Dear Angie: Do I have to pay a general contractor who says his costs exceed the written bid? — Victoria H., St. Louis
Dear Victoria: There are several reasons why your question doesn't lend itself to a one-word answer. And it definitely illustrates why we continually encourage consumers to do their homework before hiring and to insist that a solid, detailed contract is in place before a project starts.
In general, though, if a contractor has acted correctly, has created a thorough contract and can justify the additional costs, you'll probably need to pay. However, if he didn't alert you to higher costs until final payment was due, you might not have to.
It's not unusual for price-inflating changes to occur during a project. During the tear-out phase, a contractor might discover dry rot, frayed wiring or other problems that must be addressed for safety and code-enforcement reasons. The homeowner might also request upgraded fixtures or other changes that add time or money to a job.
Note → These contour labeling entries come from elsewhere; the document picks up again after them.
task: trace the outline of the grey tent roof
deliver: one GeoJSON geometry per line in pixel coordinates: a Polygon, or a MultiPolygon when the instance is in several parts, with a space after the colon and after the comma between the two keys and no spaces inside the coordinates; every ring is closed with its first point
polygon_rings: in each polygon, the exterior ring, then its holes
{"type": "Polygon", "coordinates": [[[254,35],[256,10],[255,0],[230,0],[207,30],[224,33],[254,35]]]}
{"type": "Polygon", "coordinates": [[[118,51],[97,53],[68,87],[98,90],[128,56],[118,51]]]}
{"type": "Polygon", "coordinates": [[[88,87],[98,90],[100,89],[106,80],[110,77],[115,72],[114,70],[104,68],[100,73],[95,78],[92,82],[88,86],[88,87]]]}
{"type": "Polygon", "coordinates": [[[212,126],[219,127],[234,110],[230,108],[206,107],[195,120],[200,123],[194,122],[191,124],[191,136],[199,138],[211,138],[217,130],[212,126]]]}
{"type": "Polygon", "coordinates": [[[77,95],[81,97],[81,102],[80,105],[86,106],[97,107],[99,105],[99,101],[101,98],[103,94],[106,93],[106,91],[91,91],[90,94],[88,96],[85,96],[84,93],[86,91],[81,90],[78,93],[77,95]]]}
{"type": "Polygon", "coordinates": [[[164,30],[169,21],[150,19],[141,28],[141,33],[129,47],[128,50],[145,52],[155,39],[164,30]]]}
Because changes can and often do occur, a good remodeling contract will provide a process for how to handle them. Usually, this means that before a change is begun, the contractor and client sign a written agreement — called a change order — that lists the reasons for it and the associated cost. Requiring a change order before a revision or addition proceeds, even if it temporarily halts work, is central to avoiding the kind of sticker shock you're experiencing.
Ideally, your agreement included a provision for change orders, but it might not have. Other important contract components include a job description; a cost and materials outline; start and completion dates; payment terms; clarity that the contractor will pull permits; proof of licensing, insurance and bonding; termination clause; and more.
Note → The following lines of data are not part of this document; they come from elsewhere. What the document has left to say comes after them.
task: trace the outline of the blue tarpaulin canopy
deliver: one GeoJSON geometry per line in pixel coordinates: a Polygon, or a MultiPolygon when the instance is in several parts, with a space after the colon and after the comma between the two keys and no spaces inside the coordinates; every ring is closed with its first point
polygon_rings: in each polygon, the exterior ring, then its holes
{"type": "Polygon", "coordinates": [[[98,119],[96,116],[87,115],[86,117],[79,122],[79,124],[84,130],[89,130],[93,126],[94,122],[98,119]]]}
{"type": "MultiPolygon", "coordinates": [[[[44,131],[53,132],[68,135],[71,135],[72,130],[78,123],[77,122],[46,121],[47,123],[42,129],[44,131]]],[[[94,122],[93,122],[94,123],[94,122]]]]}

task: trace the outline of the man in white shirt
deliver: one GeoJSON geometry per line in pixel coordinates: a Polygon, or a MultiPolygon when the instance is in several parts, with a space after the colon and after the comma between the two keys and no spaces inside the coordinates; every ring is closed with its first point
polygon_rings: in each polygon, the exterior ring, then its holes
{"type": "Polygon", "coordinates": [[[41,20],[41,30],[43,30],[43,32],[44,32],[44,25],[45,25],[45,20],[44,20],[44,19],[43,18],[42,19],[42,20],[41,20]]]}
A contract is important, and so is good communication between client and contractor before, during and at the end of a project. A good contractor will inform you of any surprises and answer your questions in a clear and timely way, and a good client will be available to make decisions when the need arises.
I hope you and your contractor can sit down and work out a satisfactory solution to your differences on price. If not, you might want to seek counsel from an attorney with experience in home-project contracts.